Délibéré au 19 février 2018, prorogé au 26 février 2018.
DEBATS : audience publique du 5 février 2018 tenue par Catherine ROSNEL, conseiller à la cour d’appel de Lyon, délégataire du premier président dans les fonctions qui lui sont spécialement attribuées selon ordonnance du 1er septembre 2017, assistée de Gaëlle RIVOLLIER, greffier placé,
ORDONNANCE : contradictoire,
prononcée publiquement le 26 février 2018 par mise à disposition de l’ordonnance au greffe de la cour, les parties ayant été préalablement avisées dans les conditions prévues au deuxième alinéa de l’article 450 du code de procédure civile,
signée par Catherine ROSNEL, conseiller, et Gaëlle RIVOLLIER, greffier placé auquel la minute de la décision a été remise par le magistrat signataire.
''''
PROCEDURE
Vu l’assignation en référé délivrée le 18 janvier 2018 par la société Figo, la société Avenman, le FIP Convergence fortuna 5.0, le FIP Foncièrement PME, le FIP Patrimoine bien être, le FIP Patrimoine bien être 2, le FIP Rendement bien être, le FPCI Obeddis I, le […] numérique, la société Avencall et monsieur Y-Z X à la société Gosset conseil afin d’obtenir du premier président de la cour d’appel de Lyon :
à titre principal l’arrêt de l’exécution provisoire du jugement du tribunal de commerce de Lyon du 9 janvier 2018 qui a notamment :
— constaté que les conditions de révocation de la société Gosset conseil de sa présidence de la société Avencall étaient fautives,
— condamné la société Avencall à verser à la société Gosset conseil la somme de 120 000 euros HT au titre de son indemnité de révocation,
— condamné solidairement les autres associés de la société Avencall à relever et garantir la société Avencall de la condamnation prononcée à son encontre,
— condamné les investisseurs de la société Avencall à racheter l’intégralité des actions de la société Avencall détenues par la société Gosset conseil pour un montant de 110 116 euros,
— condamné la société Avencall à verser à la société Gosset conseil la somme de 190 000 euros au titre de la clause de non concurrence,
— condamné solidairement les autres associés de la société Avencall à relever et garantir la société Avencall de la condamnation prononcée à son encontre ;
à titre subsidiaire d’être autorisés à consigner les sommes allouées.

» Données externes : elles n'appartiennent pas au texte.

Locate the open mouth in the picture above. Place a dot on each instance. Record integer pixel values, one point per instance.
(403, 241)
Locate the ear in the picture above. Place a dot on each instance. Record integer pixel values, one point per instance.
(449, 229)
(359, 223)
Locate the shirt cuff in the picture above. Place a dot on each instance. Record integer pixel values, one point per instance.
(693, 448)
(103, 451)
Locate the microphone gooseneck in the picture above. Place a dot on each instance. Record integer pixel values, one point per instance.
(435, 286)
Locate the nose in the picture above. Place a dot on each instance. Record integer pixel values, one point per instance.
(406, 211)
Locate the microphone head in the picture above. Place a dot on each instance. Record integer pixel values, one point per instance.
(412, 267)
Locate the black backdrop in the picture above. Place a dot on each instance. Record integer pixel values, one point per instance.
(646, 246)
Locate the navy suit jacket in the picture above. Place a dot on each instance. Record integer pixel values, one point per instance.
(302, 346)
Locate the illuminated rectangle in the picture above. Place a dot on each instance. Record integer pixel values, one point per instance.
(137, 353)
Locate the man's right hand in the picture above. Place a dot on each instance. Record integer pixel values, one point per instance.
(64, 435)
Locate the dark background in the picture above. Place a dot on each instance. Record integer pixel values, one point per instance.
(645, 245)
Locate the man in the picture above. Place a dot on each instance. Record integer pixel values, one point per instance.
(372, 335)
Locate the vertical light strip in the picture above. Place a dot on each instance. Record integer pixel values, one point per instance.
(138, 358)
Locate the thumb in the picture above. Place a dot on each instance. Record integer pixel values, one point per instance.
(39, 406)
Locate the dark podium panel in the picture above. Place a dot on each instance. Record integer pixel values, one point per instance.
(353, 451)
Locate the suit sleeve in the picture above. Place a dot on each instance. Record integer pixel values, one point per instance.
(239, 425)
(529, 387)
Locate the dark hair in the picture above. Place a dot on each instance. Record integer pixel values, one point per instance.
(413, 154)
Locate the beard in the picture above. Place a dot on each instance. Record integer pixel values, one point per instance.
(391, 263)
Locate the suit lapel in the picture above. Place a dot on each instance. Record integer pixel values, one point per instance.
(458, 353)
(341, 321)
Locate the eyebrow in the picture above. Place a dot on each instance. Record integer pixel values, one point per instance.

Vu l’appel du jugement interjeté le 17 janvier 2018 ;
Vu les moyens et prétentions des requérants, qui exposent :
— que le cabinet Gosset conseil a occupé les fonctions de président de la société Avencall du 23 octobre 2013 au 17 mai 2016 après sa démission,
— qu’en vertu d’un pacte d’associés conclu le 23 octobre 2015, il était prévu un certain nombre d’avantages au profit de la société Gosset conseil si ses fonctions prenaient fin du fait de son décès, d’une incapacité ou d’une révocation pour tout autre motif qu’une faute lourde,
— que bien qu’ayant démissionné sous la contrainte des autres associés, la société Gosset conseil a prétendu pouvoir en bénéficier,
— que le jugement a condamné la société Avencall et a condamné les autres associés à la relever et garantir alors que seule la société Avencall pouvait le faire et ne l’avait pas demandé,
— que la décision est de nature à entraîner des conséquences manifestement excessives du fait des inquiétudes sur les capacités de remboursement de la société Gosset conseil en cas d’infirmation de la décision puisqu’elles s’élèvent à 310 000 euros HT, outre le prix de rachat des actions fixé à 100 116 euros, la société Gosset étant une société à associé unique qui a déposé ses comptes avec une clause de confidentialité, ce qui n’est permis que pour les micro entreprises,
— que la trésorerie de la société est ignorée,
— qu’il convient à titre subsidiaire d’autoriser la consignation des sommes entre les mains de la caisse des dépôts et consignations,
— qu’il y a lieu de leur allouer la somme de 2 000 euros au titre de l’article 700 du code de procédure civile.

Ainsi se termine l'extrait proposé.